Je pensais à tout cela en écoutant Mutator, un nouveau CD sorti récemment, qui reprend des vieilles bandes de studio enregistrées par Vega entre 1995 et 1997. La pochette du disque, hélas, ne donne quasiment aucune indication sur la manière dont le chanteur-compositeur a travaillé. Elle ne donne pas non plus le texte des « chansons » ‒ mais faut-il appeler cela des chansons ?
Les premières secondes, on a l’impression d’une inspiration « gothique », puis la musique prend un caractère planant. C’est du « protopunk » authentique, un son typiquement urbain, avec des bruits récupérés par Alan Vega lui-même au fil de ses inspirations.

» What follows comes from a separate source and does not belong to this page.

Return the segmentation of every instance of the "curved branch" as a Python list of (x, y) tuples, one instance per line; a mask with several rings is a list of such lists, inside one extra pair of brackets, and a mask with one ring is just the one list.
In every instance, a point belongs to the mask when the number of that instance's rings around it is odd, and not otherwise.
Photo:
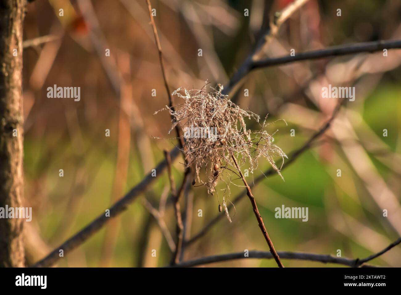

L’ensemble fait passer une impression d’inquiétude, de détresse énorme, de dépression.
Un morceau s’intitule « Psalm 68 ». Cela veut-il dire que Vega a repris les paroles de ce psaume, l’un des plus désespérés ? « Sauve-moi, ô Dieu, car les eaux / me sont entrées jusqu’à l’âme. / J’enfonce dans la bourbe du gouffre, / et rien qui tienne ; / je suis entré dans l’abîme des eaux / et le flot me submerge... » J’ignore en fait si Vega a utilisé le texte du psaume dans son morceau.
Il me semble qu’Alan Vega, icône underground du punk digital, est avant tout un artiste nihiliste, s’affirmant comme tel. Il prolonge une sorte de dissémination, pour reprendre le terme de Jacques Derrida. Cela signifie, selon moi, que son parcours ‒ comme, mettons, celui de Lautréamont ‒ s’éloigne peu à peu du logos originel, pour se perdre, mais de manière sublime, dans une forme d’expression errante, désolée, qui aurait aboli tout repère. C’est aussi cela, peut-être, que nous dit cette reprise du psaume 68.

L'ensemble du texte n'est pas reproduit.